Perform operational commands using the op method on a PanDevice instance. By default, the return value is an xml.etree.ElementTree object which can be easily parsed:

from panos import firewall
fw = firewall.Firewall('10.0.0.1', 'admin', 'mypassword')
element_response = fw.op('show system info')

Use the xml argument to return a string of xml. This is harder to parse, but sometimes a string is needed such as when saving to a file.:

xml_str_response = fw.op('show system info', xml=True)

Important: When passing the cmd as a command string (not XML) you must include any non-keyword strings in the command inside double quotes ("). Here’s some examples:

fw.op('clear session all filter application "facebook-base"')
# The string "facebook-base" must be in quotes because it is not a keyword

fw.op('show interface "ethernet1/1"')
# The string "ethernet1/1" must be in quotes because it is not a keyword

This works by converting all unquoted arguments in cmd to XML elements and double quoted arguments as text after removing the quotes. For example:

  • show system info -> <show><system><info></info></system></show>
  • show interface "ethernet1/1" -> <show><interface>ethernet1/1</interface></show>

The command’s XML is then sent to the firewall.
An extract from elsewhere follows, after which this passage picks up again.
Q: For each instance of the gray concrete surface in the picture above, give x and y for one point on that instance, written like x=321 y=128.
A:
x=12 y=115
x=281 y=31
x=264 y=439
Discovering an operational command’s syntax

If you are trying to execute an operational command and the auto-formatting that pan-os-python performs doesn’t seem to be working, SSH to your PAN-OS appliance and enable debugging to see how PAN-OS is formatting the command. Let’s take the CLI command show arp all as an example. Let’s SSH to PAN-OS and see what we get back:

> debug cli on
> show arp all

<request cmd="op" cookie="2801768344648204" uid="1000"><operations><show><arp><entry name='all'/></arp></show></operations></request>

When taking debug CLI output and turning it into an operational command string, you’ll want to take all the XML inside of the <operations> tag. Thus, our command to XML conversion looks like this:

  • show arp all -> <show><arp><entry name='all'/></arp></show>

Operational commands that have an <entry> tag with an attribute (here, name='all') is not a format that pan-os-python can convert to on your behalf. Thus, you will have to send in the XML yourself and instruct pan-os-python that the cmd argument does not need to be turned into XML:

ans = fw.op("<show><arp><entry name='all'/></arp></show>", cmd_xml=False)

Parse the result

You can parse an ElementTree using the python ElementTree library.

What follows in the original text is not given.